The various features and processes described above may be used independently of one another, or may be combined in various ways. All possible combinations and sub-combinations are intended to fall within the scope of this disclosure. In addition, certain methods or process blocks may be omitted in some implementations. The methods and processes described herein are also not limited to any particular sequence, and the blocks or states relating thereto may be performed in other sequences that are appropriate. For example, described blocks or states may be performed in an order other than that specifically described, or multiple blocks or states may be combined in a single block or state. The example blocks or states may be performed in serial, in parallel, or in some other manner. Blocks or states may be added to or removed from the described example embodiments. The example systems and components described herein may be configured differently than described. For example, elements may be added to, removed from, or rearranged compared to the described example embodiments.

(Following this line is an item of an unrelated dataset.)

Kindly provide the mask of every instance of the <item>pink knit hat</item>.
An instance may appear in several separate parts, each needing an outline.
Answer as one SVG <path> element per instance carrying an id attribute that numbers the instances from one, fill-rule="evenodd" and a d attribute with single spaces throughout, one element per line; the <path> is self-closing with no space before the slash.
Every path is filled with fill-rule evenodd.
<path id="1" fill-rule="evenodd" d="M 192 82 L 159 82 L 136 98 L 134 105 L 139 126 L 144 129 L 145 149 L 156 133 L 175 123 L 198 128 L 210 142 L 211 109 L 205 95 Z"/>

It will also be appreciated that various items are illustrated as being stored in memory or on storage while being used, and that these items or portions thereof may be transferred between memory and other storage devices for purposes of memory management and data integrity. Alternatively, or in addition, some or all of the software modules and/or systems may execute in memory on another device and communicate with the illustrated computing systems via inter-computer communication. Furthermore, in some embodiments, some or all of the systems and/or modules may be implemented or provided in other ways, such as at least partially in firmware and/or hardware, including, but not limited to, one or more application-specific integrated circuits (“ASICs”), standard integrated circuits, controllers (e.g., by executing appropriate instructions, and including microcontrollers and/or embedded controllers), field-programmable gate arrays (“FPGAs”), complex programmable logic devices (“CPLDs”), etc. Some or all of the modules, systems, and data structures may also be stored (e.g., as software instructions or structured data) on a computer-readable medium, such as a hard disk, a memory, a network, or a portable media article to be read by an appropriate device or via an appropriate connection. The systems, modules, and data structures may also be transmitted as generated data signals (e.g., as part of a carrier wave or other analog or digital propagated signal) on a variety of computer-readable transmission media, including wireless-based and wired/cable-based media, and may take a variety of forms (e.g., as part of a single or multiplexed analog signal, or as multiple discrete digital packets or frames). Such computer program products may also take other forms in other embodiments. Accordingly, the present invention may be practiced with other computer system configurations.

While the methods and systems have been described in connection with preferred embodiments and specific examples, it is not intended that the scope be limited to the particular embodiments set forth, as the embodiments herein are intended in all respects to be illustrative rather than restrictive.

It will be apparent to those skilled in the art that various modifications and variations may be made without departing from the scope or spirit of the present disclosure. Other embodiments will be apparent to those skilled in the art from consideration of the specification and practices described herein. It is intended that the specification and example figures be considered as exemplary only, with a true scope and spirit being indicated by the following claims.